Take, for example, Toby Rodriguez. He is seen in the 2018 episode running the kitchen of an evening dance party known as a fais dodo. It's part of a weeklong celebration before Mardi Gras. Seven years earlier, Rodriguez had appeared on Bourdain's No Reservations, directing a boucherie — a day-long hog butchering. ("So much joy from one animal," Bourdain exclaims.) After that episode aired, Rodriguez says, there was "an immediate tidal wave of attention and interest in this thing I didn't think was that special."
He launched a traveling boucherie business, loading handmade tools and cast iron cauldrons into a U-Haul truck and driving to clients in Washington state, Michigan, Texas, Missouri, North Carolina and Brooklyn. Two years ago, Rodriguez was invited to cook at Slow Food's prestigious Terra Madre festival in Italy. "It was like time stood still," Rodriguez says. Now he has plans to open an informal whole-animal restaurant in the Crescent City.

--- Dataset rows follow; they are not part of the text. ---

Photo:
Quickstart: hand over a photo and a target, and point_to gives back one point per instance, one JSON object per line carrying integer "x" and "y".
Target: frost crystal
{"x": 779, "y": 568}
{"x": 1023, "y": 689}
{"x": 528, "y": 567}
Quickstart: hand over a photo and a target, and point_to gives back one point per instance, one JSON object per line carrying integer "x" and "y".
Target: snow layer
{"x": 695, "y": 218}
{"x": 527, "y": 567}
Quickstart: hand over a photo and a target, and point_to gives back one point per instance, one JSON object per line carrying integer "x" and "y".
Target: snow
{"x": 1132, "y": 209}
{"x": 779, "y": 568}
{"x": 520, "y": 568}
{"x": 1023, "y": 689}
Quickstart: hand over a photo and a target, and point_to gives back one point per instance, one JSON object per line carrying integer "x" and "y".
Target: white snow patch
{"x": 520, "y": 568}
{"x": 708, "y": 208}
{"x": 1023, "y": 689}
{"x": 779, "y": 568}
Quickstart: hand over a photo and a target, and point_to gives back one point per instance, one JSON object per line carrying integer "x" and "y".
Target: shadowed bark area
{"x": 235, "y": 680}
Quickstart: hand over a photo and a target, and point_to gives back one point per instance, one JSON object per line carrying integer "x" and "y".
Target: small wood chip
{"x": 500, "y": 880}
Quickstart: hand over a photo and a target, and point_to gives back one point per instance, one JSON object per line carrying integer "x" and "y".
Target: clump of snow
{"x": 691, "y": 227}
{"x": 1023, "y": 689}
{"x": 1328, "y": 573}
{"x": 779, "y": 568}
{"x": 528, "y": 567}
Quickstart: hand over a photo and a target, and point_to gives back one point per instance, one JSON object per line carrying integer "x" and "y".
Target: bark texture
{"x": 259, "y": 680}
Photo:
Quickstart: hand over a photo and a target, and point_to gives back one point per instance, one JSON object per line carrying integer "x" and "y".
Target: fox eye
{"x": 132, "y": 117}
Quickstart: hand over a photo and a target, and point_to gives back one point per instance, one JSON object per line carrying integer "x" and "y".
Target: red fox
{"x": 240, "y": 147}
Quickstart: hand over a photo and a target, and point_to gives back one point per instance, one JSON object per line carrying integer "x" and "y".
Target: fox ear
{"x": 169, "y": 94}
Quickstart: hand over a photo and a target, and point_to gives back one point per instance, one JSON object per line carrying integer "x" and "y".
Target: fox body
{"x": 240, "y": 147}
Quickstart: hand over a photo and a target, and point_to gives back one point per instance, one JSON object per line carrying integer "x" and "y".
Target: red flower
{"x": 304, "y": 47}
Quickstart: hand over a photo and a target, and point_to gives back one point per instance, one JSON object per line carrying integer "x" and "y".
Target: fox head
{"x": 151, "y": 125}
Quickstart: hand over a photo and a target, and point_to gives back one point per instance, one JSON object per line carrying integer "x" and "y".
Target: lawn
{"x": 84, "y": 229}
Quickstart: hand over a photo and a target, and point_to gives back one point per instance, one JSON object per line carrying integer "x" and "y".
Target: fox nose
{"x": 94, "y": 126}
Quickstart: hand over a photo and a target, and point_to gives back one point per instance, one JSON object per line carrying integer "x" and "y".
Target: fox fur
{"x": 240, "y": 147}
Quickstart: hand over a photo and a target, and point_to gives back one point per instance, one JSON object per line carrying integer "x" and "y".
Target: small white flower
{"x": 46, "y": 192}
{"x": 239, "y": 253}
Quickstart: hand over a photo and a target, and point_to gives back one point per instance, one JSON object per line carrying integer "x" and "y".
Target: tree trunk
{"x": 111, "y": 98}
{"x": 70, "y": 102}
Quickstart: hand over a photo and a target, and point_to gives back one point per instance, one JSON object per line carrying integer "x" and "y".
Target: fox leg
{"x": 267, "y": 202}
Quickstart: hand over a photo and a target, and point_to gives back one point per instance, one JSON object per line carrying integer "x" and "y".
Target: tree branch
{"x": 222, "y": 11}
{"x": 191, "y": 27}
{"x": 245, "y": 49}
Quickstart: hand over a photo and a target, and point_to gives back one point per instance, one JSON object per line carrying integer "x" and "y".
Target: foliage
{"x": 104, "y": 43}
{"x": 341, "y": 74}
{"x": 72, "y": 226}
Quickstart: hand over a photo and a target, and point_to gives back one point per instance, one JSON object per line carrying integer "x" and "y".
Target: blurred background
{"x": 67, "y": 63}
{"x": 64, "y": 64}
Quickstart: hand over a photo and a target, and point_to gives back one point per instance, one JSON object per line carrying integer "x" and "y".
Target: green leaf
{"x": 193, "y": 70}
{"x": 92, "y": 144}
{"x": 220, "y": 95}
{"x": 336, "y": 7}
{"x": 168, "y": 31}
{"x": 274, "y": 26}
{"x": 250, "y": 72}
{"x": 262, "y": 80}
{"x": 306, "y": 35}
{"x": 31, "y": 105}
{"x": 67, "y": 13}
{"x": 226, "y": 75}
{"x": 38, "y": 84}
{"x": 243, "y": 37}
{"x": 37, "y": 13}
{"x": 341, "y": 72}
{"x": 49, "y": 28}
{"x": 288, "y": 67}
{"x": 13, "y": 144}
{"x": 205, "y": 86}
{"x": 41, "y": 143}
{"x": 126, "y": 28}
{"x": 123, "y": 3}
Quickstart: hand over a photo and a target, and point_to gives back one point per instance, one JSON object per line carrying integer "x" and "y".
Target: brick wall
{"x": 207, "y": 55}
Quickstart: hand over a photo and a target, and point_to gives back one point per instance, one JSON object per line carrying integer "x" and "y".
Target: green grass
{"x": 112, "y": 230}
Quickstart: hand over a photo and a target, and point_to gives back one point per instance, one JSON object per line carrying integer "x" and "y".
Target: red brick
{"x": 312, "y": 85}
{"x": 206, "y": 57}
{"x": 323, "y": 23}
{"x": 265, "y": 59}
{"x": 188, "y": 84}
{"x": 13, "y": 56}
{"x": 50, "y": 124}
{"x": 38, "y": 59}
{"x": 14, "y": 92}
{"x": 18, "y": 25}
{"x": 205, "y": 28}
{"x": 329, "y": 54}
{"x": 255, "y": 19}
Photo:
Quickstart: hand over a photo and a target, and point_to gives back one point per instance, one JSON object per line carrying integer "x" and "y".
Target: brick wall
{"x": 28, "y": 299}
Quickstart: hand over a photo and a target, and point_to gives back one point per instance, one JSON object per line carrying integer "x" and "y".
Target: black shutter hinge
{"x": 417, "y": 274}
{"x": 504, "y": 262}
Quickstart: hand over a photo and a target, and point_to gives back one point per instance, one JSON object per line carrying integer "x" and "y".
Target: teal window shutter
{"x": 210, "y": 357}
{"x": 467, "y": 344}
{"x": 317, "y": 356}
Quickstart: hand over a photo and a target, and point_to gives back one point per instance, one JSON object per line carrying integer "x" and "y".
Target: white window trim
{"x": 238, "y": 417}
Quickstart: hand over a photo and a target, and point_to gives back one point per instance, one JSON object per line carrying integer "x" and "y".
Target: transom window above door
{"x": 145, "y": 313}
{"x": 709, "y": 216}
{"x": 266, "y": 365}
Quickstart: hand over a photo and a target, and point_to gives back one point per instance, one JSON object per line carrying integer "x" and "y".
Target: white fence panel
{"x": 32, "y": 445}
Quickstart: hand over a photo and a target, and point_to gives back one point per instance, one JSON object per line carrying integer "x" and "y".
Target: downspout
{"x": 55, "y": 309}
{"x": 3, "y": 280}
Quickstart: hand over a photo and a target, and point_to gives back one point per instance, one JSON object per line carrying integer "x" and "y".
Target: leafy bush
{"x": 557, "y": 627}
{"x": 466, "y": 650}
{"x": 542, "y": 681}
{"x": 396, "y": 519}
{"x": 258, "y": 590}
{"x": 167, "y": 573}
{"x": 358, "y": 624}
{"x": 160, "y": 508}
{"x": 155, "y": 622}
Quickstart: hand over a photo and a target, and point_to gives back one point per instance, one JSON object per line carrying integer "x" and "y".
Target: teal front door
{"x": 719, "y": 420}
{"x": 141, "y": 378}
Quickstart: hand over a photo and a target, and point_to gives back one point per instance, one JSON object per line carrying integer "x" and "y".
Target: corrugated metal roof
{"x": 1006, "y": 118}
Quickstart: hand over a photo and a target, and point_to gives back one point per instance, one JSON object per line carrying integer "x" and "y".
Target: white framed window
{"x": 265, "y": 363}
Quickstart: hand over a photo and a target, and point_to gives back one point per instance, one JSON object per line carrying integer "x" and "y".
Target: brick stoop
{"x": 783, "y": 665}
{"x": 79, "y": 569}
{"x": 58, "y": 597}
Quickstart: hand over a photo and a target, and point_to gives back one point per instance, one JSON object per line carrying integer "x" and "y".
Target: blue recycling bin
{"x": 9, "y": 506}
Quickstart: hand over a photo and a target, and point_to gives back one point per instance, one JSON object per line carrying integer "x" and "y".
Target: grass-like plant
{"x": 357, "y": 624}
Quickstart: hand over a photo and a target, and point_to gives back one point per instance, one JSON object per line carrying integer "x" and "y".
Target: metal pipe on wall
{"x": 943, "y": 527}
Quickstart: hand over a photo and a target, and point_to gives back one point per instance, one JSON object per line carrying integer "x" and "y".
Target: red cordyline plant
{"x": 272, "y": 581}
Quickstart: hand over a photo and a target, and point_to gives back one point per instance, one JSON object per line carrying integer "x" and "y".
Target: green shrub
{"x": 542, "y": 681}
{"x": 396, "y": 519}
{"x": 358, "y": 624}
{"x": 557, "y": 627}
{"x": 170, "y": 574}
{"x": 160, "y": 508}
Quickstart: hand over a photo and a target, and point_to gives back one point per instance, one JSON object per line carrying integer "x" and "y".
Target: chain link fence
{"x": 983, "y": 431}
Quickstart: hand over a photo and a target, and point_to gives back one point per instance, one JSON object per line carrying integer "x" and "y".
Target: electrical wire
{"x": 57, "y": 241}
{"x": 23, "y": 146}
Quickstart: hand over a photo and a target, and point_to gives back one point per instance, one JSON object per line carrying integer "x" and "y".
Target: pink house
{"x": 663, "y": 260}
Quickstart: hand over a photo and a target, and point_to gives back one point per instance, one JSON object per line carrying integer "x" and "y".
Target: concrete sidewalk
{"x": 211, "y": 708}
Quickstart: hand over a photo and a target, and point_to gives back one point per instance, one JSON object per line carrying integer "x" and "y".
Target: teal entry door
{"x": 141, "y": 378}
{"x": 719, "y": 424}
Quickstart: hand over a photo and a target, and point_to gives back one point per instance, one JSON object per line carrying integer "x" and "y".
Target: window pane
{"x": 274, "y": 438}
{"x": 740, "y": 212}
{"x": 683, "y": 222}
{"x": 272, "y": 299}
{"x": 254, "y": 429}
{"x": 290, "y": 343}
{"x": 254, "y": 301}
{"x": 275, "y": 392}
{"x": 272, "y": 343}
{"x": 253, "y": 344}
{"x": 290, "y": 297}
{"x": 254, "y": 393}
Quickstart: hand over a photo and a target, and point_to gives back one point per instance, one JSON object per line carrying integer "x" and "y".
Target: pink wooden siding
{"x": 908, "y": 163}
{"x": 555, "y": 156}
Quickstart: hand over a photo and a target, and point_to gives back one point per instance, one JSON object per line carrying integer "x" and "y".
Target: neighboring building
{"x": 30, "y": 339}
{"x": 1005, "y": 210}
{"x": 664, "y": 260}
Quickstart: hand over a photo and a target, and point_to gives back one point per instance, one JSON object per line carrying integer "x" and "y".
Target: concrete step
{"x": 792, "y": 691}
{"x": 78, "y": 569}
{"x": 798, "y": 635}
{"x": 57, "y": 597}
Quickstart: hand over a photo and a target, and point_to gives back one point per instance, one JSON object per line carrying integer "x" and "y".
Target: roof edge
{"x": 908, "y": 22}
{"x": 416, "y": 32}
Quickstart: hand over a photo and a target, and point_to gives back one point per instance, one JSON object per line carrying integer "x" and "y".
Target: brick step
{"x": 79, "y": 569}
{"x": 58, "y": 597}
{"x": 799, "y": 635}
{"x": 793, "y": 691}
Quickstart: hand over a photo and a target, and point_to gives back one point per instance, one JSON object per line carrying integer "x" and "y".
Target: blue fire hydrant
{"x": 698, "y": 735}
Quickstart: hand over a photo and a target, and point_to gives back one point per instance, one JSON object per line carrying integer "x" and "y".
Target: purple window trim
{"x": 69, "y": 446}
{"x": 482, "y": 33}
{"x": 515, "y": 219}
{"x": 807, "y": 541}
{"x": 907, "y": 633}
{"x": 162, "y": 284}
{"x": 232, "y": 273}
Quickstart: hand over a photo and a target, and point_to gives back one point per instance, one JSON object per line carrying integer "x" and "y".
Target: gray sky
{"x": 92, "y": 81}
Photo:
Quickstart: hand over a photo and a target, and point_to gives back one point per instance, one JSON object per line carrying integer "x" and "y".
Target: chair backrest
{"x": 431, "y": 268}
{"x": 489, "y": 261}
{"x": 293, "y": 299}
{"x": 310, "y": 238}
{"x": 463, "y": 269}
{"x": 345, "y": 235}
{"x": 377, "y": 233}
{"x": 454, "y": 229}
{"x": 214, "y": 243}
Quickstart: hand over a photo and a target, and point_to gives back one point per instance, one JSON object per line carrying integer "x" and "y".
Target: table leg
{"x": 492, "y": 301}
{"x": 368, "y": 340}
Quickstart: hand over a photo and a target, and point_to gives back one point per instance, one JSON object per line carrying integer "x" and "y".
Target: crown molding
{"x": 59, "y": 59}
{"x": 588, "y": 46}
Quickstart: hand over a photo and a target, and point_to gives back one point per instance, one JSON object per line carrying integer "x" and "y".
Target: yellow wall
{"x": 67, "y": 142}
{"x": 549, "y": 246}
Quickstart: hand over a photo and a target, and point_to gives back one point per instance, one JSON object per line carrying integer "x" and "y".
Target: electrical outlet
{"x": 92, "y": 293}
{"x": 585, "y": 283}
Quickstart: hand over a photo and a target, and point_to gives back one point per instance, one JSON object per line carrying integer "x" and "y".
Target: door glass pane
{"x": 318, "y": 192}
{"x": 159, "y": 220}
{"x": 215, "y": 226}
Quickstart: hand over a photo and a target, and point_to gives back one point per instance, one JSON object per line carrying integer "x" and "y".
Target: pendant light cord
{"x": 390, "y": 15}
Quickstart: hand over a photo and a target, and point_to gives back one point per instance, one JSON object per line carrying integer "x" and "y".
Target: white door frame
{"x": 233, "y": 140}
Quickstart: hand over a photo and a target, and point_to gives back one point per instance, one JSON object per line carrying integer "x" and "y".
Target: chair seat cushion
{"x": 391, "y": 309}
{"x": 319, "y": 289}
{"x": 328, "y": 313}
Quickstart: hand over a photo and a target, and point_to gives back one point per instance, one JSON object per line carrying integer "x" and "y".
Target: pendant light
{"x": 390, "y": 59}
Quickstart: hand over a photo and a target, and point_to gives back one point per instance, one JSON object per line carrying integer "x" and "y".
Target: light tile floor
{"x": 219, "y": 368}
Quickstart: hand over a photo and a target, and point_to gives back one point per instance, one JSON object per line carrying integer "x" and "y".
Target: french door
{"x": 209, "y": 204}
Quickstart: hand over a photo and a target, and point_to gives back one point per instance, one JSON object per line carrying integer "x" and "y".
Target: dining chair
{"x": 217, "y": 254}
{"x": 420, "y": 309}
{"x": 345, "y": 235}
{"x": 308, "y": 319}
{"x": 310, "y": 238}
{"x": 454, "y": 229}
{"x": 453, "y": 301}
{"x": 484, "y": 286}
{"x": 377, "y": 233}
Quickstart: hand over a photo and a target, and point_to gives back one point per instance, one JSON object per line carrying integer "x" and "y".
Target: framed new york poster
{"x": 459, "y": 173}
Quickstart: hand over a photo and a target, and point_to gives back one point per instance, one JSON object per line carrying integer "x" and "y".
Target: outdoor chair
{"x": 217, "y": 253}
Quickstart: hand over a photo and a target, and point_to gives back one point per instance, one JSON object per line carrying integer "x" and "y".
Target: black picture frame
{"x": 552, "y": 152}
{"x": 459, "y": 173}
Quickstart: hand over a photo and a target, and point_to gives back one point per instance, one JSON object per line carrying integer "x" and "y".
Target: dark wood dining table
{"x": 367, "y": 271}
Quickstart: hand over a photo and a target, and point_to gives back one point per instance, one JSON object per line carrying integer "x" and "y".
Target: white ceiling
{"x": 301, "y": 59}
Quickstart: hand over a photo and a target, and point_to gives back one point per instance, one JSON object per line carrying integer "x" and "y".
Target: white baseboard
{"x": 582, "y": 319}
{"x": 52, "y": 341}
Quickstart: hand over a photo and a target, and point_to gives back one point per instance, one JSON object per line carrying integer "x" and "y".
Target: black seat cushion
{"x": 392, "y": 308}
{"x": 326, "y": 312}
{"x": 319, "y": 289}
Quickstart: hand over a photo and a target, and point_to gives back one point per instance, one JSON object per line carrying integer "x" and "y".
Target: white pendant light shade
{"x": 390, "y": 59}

Rodriguez had been looking forward to updating Bourdain on his meteoric rise during the recent filming. But there was no time. "He was a bit removed, tired," Rodriguez says. "I wondered how difficult it must be to be him."
Lolis Elie, a journalist, food historian and screenwriter, worked alongside Bourdain on an episode of the HBO show Treme that focused on a working-class New Orleans neighborhood's recovery from Hurricane Katrina. Bourdain wrote the character of cook Janette Desautel, who shuts her restaurant and heads to New York for a series of bruising jobs in top kitchens.
"I don't want to minimize Tony's significance or the quality of his work about New Orleans," Elie tells NPR. "But literally people have been talking about New Orleans for centuries."
However, Elie says, "my respect for [Bourdain] is immense and unyielding" for an incident that happened off-camera. Elie says in 2011 he asked Bourdain to donate a signed book to raise funds for New Orleans chef Nathanial Zimet, who was shot and badly injured outside his home.
The attack came as Zimet and his business partner, James Denio, had just opened their restaurant, called Boucherie, after years of running a successful food truck business. Bourdain donated a stack of autographed books and a personal check for Zimet's care, then appeared for dinner at Boucherie and stayed late to exchange stories with the cooks.
Zimet eventually recovered and returned to the kitchen. On a recent June morning, he sat at a picnic table in the sunny, humid open air and reviewed a new menu with his staff: ribs with spicy-fried okra; long-cooked yellow beet ravioli; duck with pickled blueberries. Zimet never met Bourdain but says his gesture touched him: "He said, 'Hey, you're not alone.' "
Lafayette restaurateur Jacques Rodrigue says Bourdain "did a great job in showcasing our culture." That included highlighting local produce instead of the usual food-media focus on the area's deep-fried seafood, which is "not necessarily what everybody ate at home," Rodrigue says.
Artist Chuck Broussard (no relation to Madonna Broussard) worries "that in general they overemphasized the amount of drinking in Louisiana. I would hate for people to think it's all drinking." Still, he concedes, "They got it right for that Mardi Gras event."
But Rodriguez, the traveling butcher, says Bourdain was accurate and unflinching. Of the 2011 production, Rodriguez says, "it was the best representation ever done to date."
"Every time that someone does something about Cajun country, about Acadiana, it's comedic," Rodriguez says. Bourdain's take was different. "This was beautiful, it was serious, and it was intense. It was a romantic approach to representing who we are."